Buried in a New York Times article Monday is news that Defense Secretary Robert Gates is expected to announce he will suspend the discharges of gay servicemembers whose sexual orientation is revealed by third parties.

While the law’s repeal is being debated, “Gay rights leaders say they expect Mr. Gates to announce in the interim that the Defense Department will not take action to discharge service members whose sexual orientation is revealed by third parties or jilted partners, one of the most onerous aspects of the law,” the paper’s Elisabeth Bumiller wrote. “Pentagon officials had no comment.”

“This year, I will work with Congress and our military to finally repeal the law that denies gay Americans the right to serve the country they love because of who they are,” the president said in his State of the Union address last Wednesday night.
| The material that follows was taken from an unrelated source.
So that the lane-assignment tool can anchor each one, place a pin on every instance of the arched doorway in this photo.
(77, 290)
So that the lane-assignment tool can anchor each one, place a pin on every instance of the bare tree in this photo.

That one sentence was the sum total of Obama’s declarations on the issue, but “you only need one sentence for the military leaders in this country to hear their commander-in-chief,” House Rep. Anthony Weiner (D-NY) said after the speech.

Obama finally decided he had to move on the issue because he was concerned that if not, he’d be forced to defend the gay ban in court, Bumiller writes.

“But it was in Oval Office strategy sessions to review court cases challenging the ban — ones that could reach the Supreme Court — that Mr. Obama faced the fact that if he did not change the policy, his administration would be forced to defend publicly the constitutionality of a law he had long opposed,” she writes.

“As a participant recounted one of the sessions, Mr. Obama told Defense Secretary Robert M. Gates and Adm. Mike Mullen, the chairman of the joint chiefs of staff, that the law was ‘just wrong,’” she added. “Mr. Obama told them, the participant said, that he had delayed acting on repeal because the military was stretched in two wars and he did not want another polarizing debate in 2009 to distract from his health care fight.”

Nevertheless, he indicated that he intended to work to repeal the ban in 2010.

But the policy’s repeal — which requires an act of Congress because it is part of the military’s Uniform Code of Military Justice — may be years away. The Pentagon says that they must undertake a study to investigate the consequences of a repeal, which could take years to complete.

“The delay seems to be the result of general reluctance among military leaders to end the policy, and trepidation on the part of lawmakers to broach the issue ahead of what is sure to be a tough midterm election year,” The Hill’s Tony Romm wrote Saturday.

Critics argue that allowing gays to serve openly in the military would undermine unit cohesion, a claim that was itself undermined by a 1993 study.